Crimea witnesses high voter turnout
Simferopol: The voter turnout of the ongoing 2014 Crimea referendum on the future of the peninsula hit 63.97 percent during afternoon, five hours before the scheduled end of the vote at 8.00 p.m, the referendum commission said Sunday.
Mikhail Malyshev, chairman of the referendum commission, told a press briefing that the turnout rate has reached 63.97 percent, and the city of Kerch, which borders Russia, scored the highest at 75.6 percent, Xinhua reported. A referendum to decide whether Crimea will break away from Ukraine proceeded smoothly at some 1,200 polling booths across the autonomous republic and many youngsters had come to the polls already, a Bulgarian observer said.
Polling stations in the Black Sea island republic started 8 a.m. Sunday. Monitoring the referendum are 135 foreign observers from 23 countries and 1,240 local ones. The controversial vote also attracted some 2,500 journalists from around the world. The final results of the referendum will not be announced until Monday. But an exit poll has been commissioned by the Kryminform news service.
Meanwhile, a joint statement issued Sunday by European Council President Herman Van Rompuy and European Commission President Jose Manuel Barroso, said the referendum in Crimea is "illegal and illegitimate" and its outcome "will not be recognised". Crimea held referendums in 1991 and 1994. This year's referendum asks voters whether they want to reunify with Russia or they want to remain within Ukraine with the peninsula's 1992 constitution restored to give Crimea greater autonomy.
"We have inspected 1,169 polling stations," Xinhua quoted Ivan Abazher from the non-governmental Observer Council -- Crimean Choice as saying. "We saw no violations or provocations. Voter activity in Crimea is unprecedented. Many young people have already come to the polls." The voter turnout rate, which stood at 44.27 percent four hours after the polls opened, has reached 54 percent at the halfway point, the Autonomous Republic of Crimea (ARC), which holds the All-Crimea Referendum commission earlier said.
A simple majority is required to approve the final result through the referendum. The 12-hour vote, which is the third in the history of the peninsula of Crimea. A Russian monitor, Maksim Grigoryev from the Civic Chamber of Russia, said voters were going to polling stations as if it were a matter of life and death. He noted that even very old men and women and people with disabilities joined Sunday's plebiscite.
Pavel Chernev, another Bulgarian observer and also a member of parliament, described the ongoing referendum as "100 percent in line with European standards" in terms of the organisation and procedures. The Bulgarian lawmaker even noticed that a mobile ballot box has been used for people with advanced age.
Mikhail Malyshev, chairman of the referendum commission, clarified an allegation that some of the polling stations in Bakhchisaray with predominant Crimean Tatar population did not work. In another development, Russian President Vladimir Putin told German Chancellor Angela Merkel Sunday that the ongoing Crimea referendum does not breach international law.

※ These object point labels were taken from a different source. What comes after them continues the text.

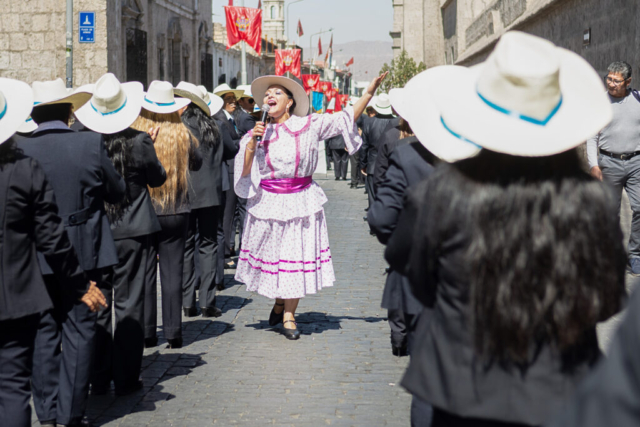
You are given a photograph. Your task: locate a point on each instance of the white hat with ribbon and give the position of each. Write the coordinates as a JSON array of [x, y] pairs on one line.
[[529, 98], [159, 98], [113, 107], [16, 103]]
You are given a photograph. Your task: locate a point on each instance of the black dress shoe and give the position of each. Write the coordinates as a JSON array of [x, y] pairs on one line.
[[175, 342], [290, 334], [150, 342], [211, 312], [275, 318], [128, 390], [190, 311]]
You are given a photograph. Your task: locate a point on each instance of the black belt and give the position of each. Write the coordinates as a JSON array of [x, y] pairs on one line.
[[620, 156]]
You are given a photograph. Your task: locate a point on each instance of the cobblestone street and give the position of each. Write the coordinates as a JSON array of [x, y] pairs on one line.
[[236, 370]]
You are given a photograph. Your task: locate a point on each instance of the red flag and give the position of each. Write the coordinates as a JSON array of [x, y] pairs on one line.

"Putin said the Crimean population's vote is proceeding in full compliance with international law, in particular with Article 1 of the U.N. Charter that stipulates the principle of equality and self-determination of peoples," the Kremlin reported citing a telephonic conversation between the two leaders. "Russia will respect the choice of Crimean residents," Putin said, adding that he was concerned about the aggravation of the situation in eastern and southeastern regions of Ukraine.